NASA astronauts Suni Williams and Butch Wilmore spoke about their continued stay aboard the International Space Station during a press conference yesterday. The two are now fully integrated into the ISS crew, as the Boeing Starliner spacecraft that was supposed to bring them home last week was instead sent back to Earth unmanned.
At the beginning, the two were asked whether they felt “let down” by Boeing.
“Absolutely not,” said Wilmore:
“This operation is not easy. NASA is doing a great job – the people at NASA are doing a great job – and making things look easy. Sending probes beyond the edge of our solar system, into [and] Taking samples from asteroids; people in space. It's a very risky business and things don't always go the way you want them to.”
NASA decided not to fly the spacecraft back with the two on board after finding engine problems and helium leaks in the Starliner. But Wilmore said that with more time, “I think we could have gotten to the point where we could have returned with the Starliner. But we just ran out of time.” Instead, the two became part of the ISS crew.
Williams, who Wilmore said will soon become ISS commander, said the transition to crewing the space station was “not that hard” because she and Wilmore had been preparing for the trip to the station for years before their flight earlier this year.
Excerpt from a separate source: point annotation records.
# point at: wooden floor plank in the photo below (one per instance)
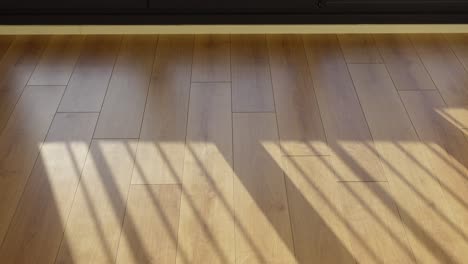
(57, 62)
(93, 230)
(403, 63)
(160, 154)
(251, 79)
(372, 214)
(458, 114)
(20, 142)
(300, 127)
(122, 111)
(36, 229)
(318, 226)
(459, 45)
(263, 231)
(89, 81)
(206, 227)
(359, 48)
(155, 213)
(211, 59)
(16, 68)
(416, 191)
(448, 73)
(447, 151)
(343, 119)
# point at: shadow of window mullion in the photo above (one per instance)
(64, 243)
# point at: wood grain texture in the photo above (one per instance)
(122, 111)
(38, 224)
(206, 227)
(459, 45)
(344, 122)
(89, 81)
(58, 61)
(448, 73)
(447, 151)
(403, 63)
(154, 211)
(319, 228)
(359, 48)
(252, 90)
(458, 115)
(211, 59)
(93, 230)
(300, 127)
(20, 142)
(160, 154)
(263, 231)
(378, 233)
(416, 191)
(16, 67)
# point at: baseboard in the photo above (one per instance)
(232, 29)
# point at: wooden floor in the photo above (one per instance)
(234, 149)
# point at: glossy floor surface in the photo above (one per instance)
(234, 149)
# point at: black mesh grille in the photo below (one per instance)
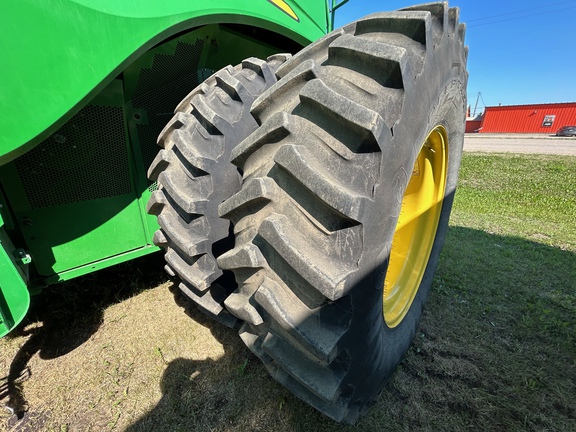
(160, 89)
(85, 159)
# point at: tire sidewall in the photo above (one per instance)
(388, 345)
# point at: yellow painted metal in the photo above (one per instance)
(416, 227)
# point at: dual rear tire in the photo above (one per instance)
(347, 188)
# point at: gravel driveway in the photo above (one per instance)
(520, 143)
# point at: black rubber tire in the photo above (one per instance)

She said their eventual return in a SpaceX Dragon capsule to conclude NASA's Crew-9 mission was a once-in-a-lifetime opportunity for the two test pilots, adding: “We're excited to fly in two different spacecraft; I mean, we're testers, that's our job.”
Neither astronaut expressed dismay at being on board the ISS any longer. “Space is my happy place,” Williams said, “… every day you do something that is 'work' – you can do it upside down, you can do it sideways, so it gives you a slightly different perspective.”